Expatica news

Portuguese deficit falls to 5.6% in third quarter: INE

Portugal’s public debt dropped to 5.6 percent of the nation’s output at the end of the third quarter from 6.7 percent at the same period a year earlier, data released on Friday by the national statistics institute INE showed.

Portugal has pledged to cut its deficit to 5.0 percent of gross domestic product (GDP) by the end of this year as part of a financial rescue package worth 78 billion euros ($103 billion) provided by the European Union and the International Monetary Fund.

Under terms of that plan, Lisbon has agreed to divest itself of public assets worth 5.5 billion euros, and said on Thursday that it would sell the Portuguese airport operator ANA to the French civil engineering group Vinci, for 3.08 billion euros.

Eurozone countries are bound to maintain public deficits of no more than 3.0 percent of GDP, and are supposed to work towards a balance or even a surplus in times of economic growth.

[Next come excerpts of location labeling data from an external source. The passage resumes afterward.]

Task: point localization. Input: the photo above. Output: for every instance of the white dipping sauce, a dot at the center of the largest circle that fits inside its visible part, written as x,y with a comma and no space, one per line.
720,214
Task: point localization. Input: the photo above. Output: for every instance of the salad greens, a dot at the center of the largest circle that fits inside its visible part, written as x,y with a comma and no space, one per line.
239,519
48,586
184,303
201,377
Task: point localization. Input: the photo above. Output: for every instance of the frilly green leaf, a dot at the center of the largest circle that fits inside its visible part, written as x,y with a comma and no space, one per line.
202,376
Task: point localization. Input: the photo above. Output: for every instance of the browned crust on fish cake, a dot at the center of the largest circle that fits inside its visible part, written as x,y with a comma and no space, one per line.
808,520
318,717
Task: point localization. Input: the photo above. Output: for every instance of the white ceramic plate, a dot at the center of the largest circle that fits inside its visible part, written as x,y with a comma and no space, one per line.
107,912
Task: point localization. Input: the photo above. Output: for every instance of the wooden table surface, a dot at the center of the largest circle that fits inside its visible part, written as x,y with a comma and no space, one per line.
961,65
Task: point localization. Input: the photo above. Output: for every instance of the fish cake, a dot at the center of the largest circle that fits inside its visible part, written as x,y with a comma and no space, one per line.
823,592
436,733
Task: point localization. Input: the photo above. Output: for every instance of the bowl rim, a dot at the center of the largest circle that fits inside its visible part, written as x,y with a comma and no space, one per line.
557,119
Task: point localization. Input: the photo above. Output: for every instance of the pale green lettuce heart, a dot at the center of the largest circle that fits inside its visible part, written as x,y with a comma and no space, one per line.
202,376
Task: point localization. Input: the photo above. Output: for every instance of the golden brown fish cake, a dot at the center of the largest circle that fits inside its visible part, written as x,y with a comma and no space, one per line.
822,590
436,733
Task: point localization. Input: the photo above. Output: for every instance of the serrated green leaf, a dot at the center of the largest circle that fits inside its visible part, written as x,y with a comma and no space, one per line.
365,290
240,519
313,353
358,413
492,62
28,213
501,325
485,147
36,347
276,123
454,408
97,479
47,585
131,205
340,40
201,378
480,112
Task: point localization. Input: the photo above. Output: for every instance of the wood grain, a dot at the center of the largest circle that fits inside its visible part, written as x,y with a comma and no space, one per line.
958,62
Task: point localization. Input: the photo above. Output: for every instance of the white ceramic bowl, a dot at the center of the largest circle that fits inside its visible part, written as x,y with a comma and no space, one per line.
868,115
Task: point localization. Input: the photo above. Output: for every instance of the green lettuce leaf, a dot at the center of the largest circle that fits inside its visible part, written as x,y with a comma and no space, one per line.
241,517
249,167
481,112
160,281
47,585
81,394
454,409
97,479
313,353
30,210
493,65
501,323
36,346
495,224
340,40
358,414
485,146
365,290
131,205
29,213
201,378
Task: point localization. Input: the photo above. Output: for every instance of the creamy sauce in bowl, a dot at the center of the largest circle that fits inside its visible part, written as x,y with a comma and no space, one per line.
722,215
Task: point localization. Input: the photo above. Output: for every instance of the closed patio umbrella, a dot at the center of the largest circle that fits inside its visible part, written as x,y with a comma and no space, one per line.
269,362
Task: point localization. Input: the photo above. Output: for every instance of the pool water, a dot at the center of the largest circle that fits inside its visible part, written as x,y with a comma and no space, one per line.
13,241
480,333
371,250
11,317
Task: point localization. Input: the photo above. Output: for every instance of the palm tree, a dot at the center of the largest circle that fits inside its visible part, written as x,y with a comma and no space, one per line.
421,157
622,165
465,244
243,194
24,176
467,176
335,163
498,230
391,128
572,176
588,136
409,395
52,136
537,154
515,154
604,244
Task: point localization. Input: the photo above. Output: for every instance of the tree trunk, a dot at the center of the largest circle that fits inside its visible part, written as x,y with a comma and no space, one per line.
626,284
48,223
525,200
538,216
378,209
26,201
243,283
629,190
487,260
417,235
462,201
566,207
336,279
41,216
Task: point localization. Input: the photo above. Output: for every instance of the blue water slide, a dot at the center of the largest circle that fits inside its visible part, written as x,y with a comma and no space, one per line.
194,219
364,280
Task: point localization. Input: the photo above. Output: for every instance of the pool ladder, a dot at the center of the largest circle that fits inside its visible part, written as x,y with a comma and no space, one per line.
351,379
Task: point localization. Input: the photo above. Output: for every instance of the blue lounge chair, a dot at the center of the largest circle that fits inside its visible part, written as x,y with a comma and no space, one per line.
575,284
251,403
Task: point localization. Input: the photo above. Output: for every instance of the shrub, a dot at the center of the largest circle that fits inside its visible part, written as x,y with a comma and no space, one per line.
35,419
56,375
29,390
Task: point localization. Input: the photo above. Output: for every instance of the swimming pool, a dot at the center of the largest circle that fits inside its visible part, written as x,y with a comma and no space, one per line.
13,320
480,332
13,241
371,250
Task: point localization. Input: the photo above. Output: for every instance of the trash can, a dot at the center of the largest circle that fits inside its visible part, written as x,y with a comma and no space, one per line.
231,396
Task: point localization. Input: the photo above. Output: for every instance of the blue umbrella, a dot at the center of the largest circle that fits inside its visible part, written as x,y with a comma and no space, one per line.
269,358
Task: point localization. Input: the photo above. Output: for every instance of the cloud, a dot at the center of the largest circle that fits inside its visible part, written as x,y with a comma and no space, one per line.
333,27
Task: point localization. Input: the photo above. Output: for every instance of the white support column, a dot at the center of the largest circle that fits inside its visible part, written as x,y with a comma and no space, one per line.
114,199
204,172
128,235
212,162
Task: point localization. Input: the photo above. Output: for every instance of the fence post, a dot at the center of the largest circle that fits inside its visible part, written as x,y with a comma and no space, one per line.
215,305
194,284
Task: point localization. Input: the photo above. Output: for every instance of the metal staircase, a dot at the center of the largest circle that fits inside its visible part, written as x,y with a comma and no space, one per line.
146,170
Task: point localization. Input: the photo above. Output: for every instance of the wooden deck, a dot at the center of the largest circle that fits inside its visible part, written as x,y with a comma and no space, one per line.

But the Portuguese recession deepened in the third quarter, when GDP declined by 0.9 percent from the previous three-month period.

The economy has been shrinking since 2011 when it contracted by 1.7 percent. The government, the IMF and the EU expect the economy to contract again, by 1.0 percent, next year.

The bank of Portugal forecasts that the economy will shrink by 1.6 percent in 2013.